How to maximise your savings
Make the most of your money despite low interest rates.
Interest rates have never been so low and while this is good news for those paying off a mortgage, it has made it more difficult for retirees and those with money in savings accounts as they’re earning less on their investment.
RACQ Manager Banker to Member Initiatives Eszter Cathcart said when deciding how to make the most out of your savings, it was important to first look at when you would need to access your money.
“If you’ll need to access your savings in the short-term future you may need to sacrifice the return but if you won’t need these funds for some time then you could look at alternative options to cash,” Ms Cathcart said.
“There are many options out there, but it’s crucial to do your research and be across the risks and returns of each, so you can understand what best meets your needs.”
High interest savings accounts
Ms Cathcart said shopping around for the best rate could make a big difference to the amount you earn.
“Look out for introductory rates that banks may offer and what the rates will revert back to when the intro rate concludes. Be disciplined when the rate has ended and shop around again for the best deal,” she said.
“Fees always play a big part in eroding savings, so make sure you’re not paying fees unnecessarily.”
A term deposit was another option to consider, according to Ms Cathcart, and with a guaranteed return, it meant you could choose the timeframe that suited you.
“Term deposit accounts are savings accounts which pay a fixed interest rate over a set period,” she said.
“They normally offer a greater return than a regular savings accounts, but you can’t access your funds until the agreed term expires, so are not suitable if you think you may need to access your money in the immediate future.”
Ms Cathcart said a savings bond was another alternative for longer term investing.
“When you invest in bonds, you're lending money to a company or government and you receive regular interest payments in return,” she said.

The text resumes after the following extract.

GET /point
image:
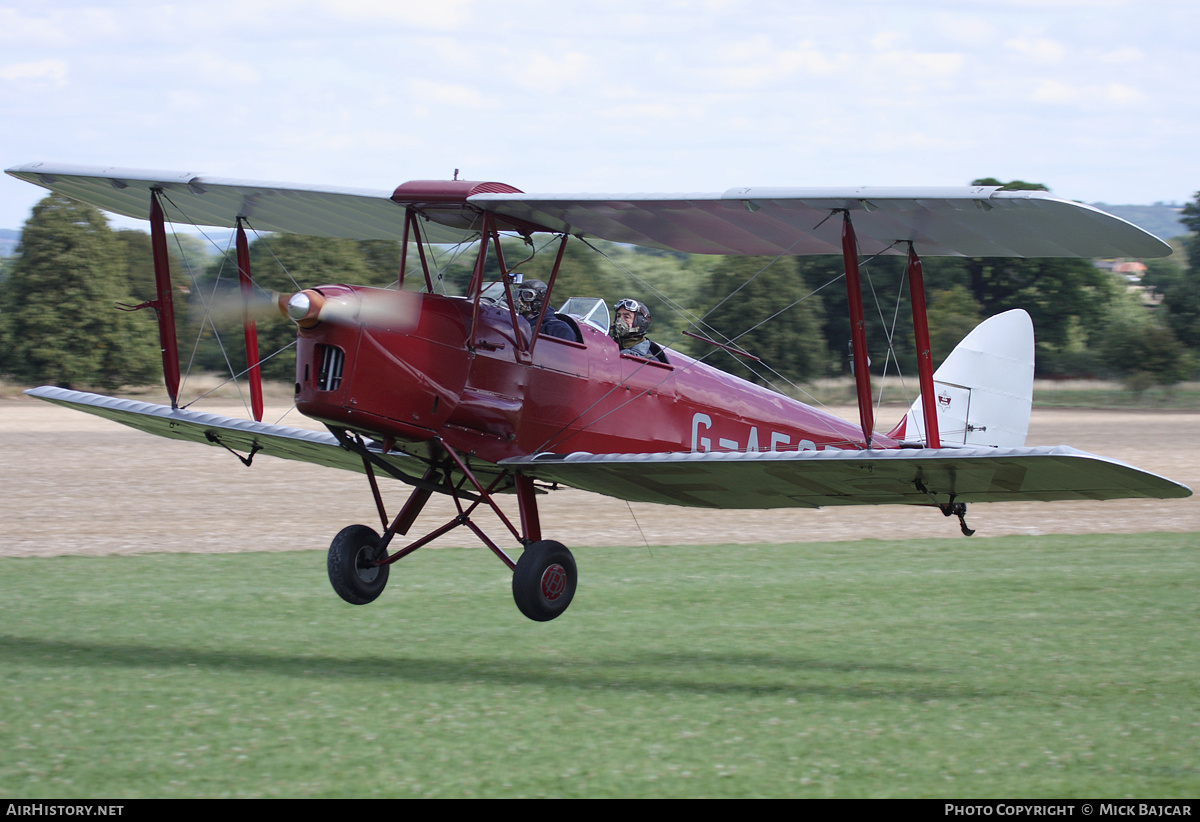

“If you’re trying to save for a child’s education, an education bond may be an another option to consider.”
Alternatives like a managed fund or a real estate investment trusts (REIT) could be low risk and often offer a higher return than current cash rates.
“If you decide to put your cash into a managed fund, it will be pooled together with other investors and the fund manager buys and sells assets, like shares or bonds, on your behalf,” Ms Cathcart said.
“REITs invest in property either in Australia or internationally, so investing in one of these will see you gain access to multiple properties rather than investing in just one, this can lower your overall risk.”
The information in this article has been prepared for general information purposes only and not as specific advice to any particular person. Any advice contained in the document is general advice and does not take into account any person's particular investment objectives, financial situation or needs. Before acting on anything based on this advice you should consider its appropriateness to you, having regard to your objectives, financial situations and needs.